Researchers in the United States and the United Kingdom have captured the bacterium Escherichia Coli at unprecedented resolution.
The resulting high-resolution images help researchers better understand the structure of bacteria, as well as create new methods to combat them.
Published photographs show E. coli bacteria. It usually does no harm to the human body, but some strains of it cause serious illness and may even be antibiotic resistant.
With a conventional microscope, you can only see the outline of the bacterium, not the structure of the body or the outer membrane that protects it from drugs.
The outer membrane of the bacteria is a barrier against antibiotics. It is she who protects them and makes them resistant to various drugs.

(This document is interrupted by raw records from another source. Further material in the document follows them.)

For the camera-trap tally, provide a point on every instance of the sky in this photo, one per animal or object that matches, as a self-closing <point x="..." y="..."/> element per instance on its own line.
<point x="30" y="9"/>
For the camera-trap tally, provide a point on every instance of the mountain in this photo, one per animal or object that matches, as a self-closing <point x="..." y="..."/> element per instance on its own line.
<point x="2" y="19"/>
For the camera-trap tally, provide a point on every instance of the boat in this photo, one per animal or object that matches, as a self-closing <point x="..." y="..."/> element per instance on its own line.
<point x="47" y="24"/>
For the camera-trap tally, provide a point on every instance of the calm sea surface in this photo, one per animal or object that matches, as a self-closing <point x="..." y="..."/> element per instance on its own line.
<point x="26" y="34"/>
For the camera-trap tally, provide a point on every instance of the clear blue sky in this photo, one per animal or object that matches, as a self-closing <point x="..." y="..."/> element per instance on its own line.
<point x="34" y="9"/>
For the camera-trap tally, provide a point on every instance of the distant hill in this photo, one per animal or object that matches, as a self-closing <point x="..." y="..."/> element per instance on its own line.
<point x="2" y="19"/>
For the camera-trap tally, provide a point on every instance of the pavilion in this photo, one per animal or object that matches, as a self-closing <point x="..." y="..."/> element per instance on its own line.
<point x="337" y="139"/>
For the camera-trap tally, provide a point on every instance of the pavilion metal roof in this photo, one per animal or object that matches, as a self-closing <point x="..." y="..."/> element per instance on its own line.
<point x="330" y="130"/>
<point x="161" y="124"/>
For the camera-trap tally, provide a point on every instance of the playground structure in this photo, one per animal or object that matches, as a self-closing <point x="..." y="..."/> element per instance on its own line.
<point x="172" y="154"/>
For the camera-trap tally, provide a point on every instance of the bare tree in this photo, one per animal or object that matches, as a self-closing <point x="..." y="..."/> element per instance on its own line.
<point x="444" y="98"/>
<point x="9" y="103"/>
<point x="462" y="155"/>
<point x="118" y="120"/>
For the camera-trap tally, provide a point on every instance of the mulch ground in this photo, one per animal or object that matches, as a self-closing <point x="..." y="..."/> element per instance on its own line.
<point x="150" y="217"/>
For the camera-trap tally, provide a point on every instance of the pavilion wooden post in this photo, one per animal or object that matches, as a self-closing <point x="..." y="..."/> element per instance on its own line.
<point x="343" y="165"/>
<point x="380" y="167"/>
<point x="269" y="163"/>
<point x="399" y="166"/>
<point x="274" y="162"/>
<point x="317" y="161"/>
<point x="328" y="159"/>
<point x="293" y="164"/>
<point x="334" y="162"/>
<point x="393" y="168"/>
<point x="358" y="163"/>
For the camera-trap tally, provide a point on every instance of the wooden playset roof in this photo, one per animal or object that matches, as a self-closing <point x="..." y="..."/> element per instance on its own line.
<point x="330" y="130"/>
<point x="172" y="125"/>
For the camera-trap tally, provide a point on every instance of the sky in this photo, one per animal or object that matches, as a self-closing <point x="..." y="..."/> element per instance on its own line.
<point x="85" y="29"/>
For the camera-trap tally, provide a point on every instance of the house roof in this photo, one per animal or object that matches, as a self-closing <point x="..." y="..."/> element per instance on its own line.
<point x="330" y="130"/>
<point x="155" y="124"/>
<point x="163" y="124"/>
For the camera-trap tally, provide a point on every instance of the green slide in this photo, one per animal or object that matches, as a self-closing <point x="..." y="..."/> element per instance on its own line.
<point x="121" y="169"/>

Bart Hugenboom, a nanotechnologist at University College London and co-author of the article
The authors used atomic force microscopy (AFM), a technique that can be used to examine objects several nanometers in length. They examined the surface of E. Coli bacteria using AFM and found out that they look like a mosaic of proteins from the outside.
Most of the areas of the outer membrane are covered with mostly immobile proteins, but there were also small areas in which there was no protein at all, instead they were filled with molecules of sugar lipids.
This suggests that the barrier cannot be equally difficult to overcome. It has stronger and weaker spots that can also be affected by antibiotics.
Bart Hugenboom, a nanotechnologist at University College London and co-author of the article.